L’activiste estimait aussi que les ONG européennes avaient peut-être trop insisté sur les forêts et pas assez sur les droits de l’homme. «Les problèmes du Sarawak étant causés par un gouvernement incompétent et corrompu, je pense qu’il est tout à fait judicieux que le BMF se concentre sur la corruption», déclare aujourd’hui la fondatrice de l’organisation FERN, qui coordonne les campagnes de défense des forêts. «Des associations comme le BMF sont extrêmement importantes pour des peuples indigènes souvent marginalisés ou ignorés», déclare de son côté l’antenne suisse de la Société pour les peuples menacés (SPM).

«Je suis sûr que sans Bruno Manser, personne ne connaîtrait le destin des Penan, affirme Christoph Wiedmer, directeur de la SPM suisse. Il est très important d’apporter un soutien positif qui ne se retourne pas contre les intérêts des peuples indigènes.
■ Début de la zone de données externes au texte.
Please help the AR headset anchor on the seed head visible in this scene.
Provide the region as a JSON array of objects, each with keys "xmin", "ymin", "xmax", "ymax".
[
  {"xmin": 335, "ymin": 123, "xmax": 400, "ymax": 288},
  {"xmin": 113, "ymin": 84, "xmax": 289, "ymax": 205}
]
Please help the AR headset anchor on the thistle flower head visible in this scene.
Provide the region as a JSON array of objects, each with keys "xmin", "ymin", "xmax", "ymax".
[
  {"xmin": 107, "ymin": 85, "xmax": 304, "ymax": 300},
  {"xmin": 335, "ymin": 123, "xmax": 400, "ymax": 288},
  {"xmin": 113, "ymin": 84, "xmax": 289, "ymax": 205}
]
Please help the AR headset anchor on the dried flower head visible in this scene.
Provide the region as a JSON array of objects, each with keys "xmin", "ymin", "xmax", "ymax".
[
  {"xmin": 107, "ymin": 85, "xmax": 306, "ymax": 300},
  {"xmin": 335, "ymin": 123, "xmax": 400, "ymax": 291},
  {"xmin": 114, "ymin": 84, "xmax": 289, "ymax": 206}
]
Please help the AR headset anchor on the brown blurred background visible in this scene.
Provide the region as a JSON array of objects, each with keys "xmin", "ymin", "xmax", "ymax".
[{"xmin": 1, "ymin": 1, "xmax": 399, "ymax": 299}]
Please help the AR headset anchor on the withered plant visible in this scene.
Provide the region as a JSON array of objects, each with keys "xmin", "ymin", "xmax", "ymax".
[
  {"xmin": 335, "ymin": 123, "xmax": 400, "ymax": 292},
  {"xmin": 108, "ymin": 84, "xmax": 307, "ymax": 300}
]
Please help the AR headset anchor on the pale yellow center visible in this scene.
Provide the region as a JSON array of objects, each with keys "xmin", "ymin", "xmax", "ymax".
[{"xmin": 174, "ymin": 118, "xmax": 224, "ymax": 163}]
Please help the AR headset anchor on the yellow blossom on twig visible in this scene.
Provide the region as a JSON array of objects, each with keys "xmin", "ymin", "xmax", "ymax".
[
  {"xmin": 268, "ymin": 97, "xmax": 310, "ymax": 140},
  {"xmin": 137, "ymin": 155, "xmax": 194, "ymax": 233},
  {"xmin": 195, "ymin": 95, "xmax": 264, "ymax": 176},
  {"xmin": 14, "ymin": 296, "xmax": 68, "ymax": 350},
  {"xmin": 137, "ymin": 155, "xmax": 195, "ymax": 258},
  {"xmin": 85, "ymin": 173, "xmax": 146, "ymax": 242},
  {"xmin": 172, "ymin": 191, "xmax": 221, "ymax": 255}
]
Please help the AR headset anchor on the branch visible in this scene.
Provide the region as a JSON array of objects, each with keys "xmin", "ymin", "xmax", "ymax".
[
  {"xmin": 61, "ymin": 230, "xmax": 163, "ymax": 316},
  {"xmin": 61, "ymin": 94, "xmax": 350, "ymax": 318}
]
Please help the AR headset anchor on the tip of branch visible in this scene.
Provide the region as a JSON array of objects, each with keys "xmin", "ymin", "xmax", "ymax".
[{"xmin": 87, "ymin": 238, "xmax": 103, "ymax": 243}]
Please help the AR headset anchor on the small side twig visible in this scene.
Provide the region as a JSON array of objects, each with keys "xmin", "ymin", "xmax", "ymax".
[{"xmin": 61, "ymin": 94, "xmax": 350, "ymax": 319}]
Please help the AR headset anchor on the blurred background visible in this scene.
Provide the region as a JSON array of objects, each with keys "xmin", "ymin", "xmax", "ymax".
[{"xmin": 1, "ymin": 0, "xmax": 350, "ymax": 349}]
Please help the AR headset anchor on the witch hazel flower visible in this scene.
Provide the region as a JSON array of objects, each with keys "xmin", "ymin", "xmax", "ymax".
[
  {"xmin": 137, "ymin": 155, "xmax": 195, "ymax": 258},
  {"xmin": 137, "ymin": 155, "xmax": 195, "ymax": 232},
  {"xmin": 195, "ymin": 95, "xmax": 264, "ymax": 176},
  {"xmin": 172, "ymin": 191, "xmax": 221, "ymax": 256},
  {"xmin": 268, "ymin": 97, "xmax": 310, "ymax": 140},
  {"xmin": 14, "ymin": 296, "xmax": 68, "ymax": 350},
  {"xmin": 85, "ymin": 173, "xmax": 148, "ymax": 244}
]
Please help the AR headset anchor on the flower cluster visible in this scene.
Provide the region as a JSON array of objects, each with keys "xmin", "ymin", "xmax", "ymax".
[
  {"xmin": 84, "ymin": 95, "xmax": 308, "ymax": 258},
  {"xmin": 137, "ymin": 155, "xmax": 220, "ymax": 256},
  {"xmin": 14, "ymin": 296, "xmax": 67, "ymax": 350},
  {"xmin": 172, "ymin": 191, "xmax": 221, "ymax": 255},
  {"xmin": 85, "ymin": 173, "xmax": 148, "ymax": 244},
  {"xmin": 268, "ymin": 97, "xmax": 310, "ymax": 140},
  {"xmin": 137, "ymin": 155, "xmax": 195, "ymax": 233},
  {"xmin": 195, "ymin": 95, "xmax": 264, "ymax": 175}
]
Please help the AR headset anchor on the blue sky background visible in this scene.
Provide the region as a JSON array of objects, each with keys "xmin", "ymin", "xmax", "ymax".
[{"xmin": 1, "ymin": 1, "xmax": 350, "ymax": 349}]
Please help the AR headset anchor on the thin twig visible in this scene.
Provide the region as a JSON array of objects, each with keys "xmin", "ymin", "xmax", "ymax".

Le BMF et d’autres organisations jouent un rôle essentiel en alertant les Nations unies, en faisant pression sur les gouvernements et les entreprises et en aidant les peuples à se défendre eux-mêmes sur le plan légal. Elles contribuent aussi à lancer des projets socio-économiques sur place.»

Les Penan forment l’une des 24 tribus vivant au Sarawak, le plus grand Etat malaisien, situé sur l’île de Bornéo. Il y a 50 ans encore, quelque 100’000 Penan vivaient en nomades ou semi-nomades, chassant et cueillant dans la forêt.

Aujourd’hui, on compte encore 200 Penan nomades ou semi-nomades.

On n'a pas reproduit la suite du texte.